Was das Fehlen eines Hinweises im angefochtenen Bescheid auf die sechswöchige Frist zur Erhebung einer Verwaltungsgerichtshof-Beschwerde betrifft, so ist folgendes zu sagen:

Abgesehen davon, daß die Bundesabgabenordnung - wie der Beschwerdeführer zutreffend selbst feststellt - keine dem § 61a AVG 1950 vergleichbare Bestimmung enthält, stellt das Fehlen eines derartigen Hinweises nach der Rechtsprechung des Verwaltungsgerichtshofes keinen Wiedereinsetzungsgrund dar (vgl. die in Hauer-Leukauf, Handbuch des österreichischen Verwaltungsverfahrens3 auf Seite 381 wiedergegebene hg. Rechtsprechung).

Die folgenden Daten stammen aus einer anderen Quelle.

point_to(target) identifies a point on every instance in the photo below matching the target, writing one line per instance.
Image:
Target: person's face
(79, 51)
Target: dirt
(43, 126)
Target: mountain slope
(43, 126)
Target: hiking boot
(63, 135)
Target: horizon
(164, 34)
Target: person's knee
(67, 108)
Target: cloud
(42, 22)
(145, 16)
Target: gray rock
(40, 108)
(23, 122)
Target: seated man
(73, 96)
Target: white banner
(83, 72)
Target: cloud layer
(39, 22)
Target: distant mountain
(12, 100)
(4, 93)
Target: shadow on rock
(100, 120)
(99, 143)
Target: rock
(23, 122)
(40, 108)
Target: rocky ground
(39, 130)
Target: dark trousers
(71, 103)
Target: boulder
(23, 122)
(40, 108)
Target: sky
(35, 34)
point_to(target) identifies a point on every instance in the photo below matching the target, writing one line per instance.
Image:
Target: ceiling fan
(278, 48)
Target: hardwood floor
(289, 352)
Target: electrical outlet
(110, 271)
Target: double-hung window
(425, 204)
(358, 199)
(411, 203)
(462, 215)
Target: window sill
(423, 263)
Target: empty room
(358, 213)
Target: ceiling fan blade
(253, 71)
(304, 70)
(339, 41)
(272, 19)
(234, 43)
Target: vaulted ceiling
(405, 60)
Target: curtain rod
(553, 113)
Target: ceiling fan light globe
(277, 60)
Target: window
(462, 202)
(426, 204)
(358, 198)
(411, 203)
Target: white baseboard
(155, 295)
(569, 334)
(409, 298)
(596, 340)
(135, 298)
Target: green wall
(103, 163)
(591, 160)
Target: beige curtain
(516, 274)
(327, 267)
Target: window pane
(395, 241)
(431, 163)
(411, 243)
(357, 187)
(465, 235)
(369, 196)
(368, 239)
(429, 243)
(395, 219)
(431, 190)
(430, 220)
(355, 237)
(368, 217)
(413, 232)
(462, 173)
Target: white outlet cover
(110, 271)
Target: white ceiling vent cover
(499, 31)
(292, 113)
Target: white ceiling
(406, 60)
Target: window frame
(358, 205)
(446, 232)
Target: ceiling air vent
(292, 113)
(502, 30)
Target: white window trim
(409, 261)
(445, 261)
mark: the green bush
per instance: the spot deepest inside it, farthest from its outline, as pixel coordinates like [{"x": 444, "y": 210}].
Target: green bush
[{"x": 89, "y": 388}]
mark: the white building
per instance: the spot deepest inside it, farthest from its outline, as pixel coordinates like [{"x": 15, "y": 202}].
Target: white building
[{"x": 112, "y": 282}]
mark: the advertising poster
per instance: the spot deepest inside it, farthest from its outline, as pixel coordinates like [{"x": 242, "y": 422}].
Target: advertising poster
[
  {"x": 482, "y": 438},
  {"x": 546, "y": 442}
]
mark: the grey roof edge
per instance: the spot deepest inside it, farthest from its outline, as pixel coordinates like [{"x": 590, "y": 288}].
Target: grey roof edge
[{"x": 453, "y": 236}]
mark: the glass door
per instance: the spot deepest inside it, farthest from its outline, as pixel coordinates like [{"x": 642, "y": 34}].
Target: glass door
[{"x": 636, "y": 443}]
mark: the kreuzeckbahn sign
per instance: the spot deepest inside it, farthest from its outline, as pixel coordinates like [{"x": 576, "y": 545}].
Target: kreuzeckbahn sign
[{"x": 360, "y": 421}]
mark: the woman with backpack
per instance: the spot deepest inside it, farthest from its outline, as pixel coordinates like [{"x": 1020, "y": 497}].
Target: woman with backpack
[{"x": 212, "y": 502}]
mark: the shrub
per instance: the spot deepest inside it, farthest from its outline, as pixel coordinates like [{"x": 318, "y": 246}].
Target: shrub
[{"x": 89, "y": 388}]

Dem Antrag auf Wiedereinsetzung in den vorigen Stand wegen Versäumung der Beschwerdefrist gemäß § 46 Abs. 1 VwGG war daher nicht stattzugeben.

Aus dem Vorhergesagten folgt, daß auch die Beschwerde selbst wegen Versäumung der Einbringungsfrist ohne weiteres Verfahren in nichtöffentlicher Sitzung gemäß § 34 Abs. 1 VwGG zurückzuweisen war.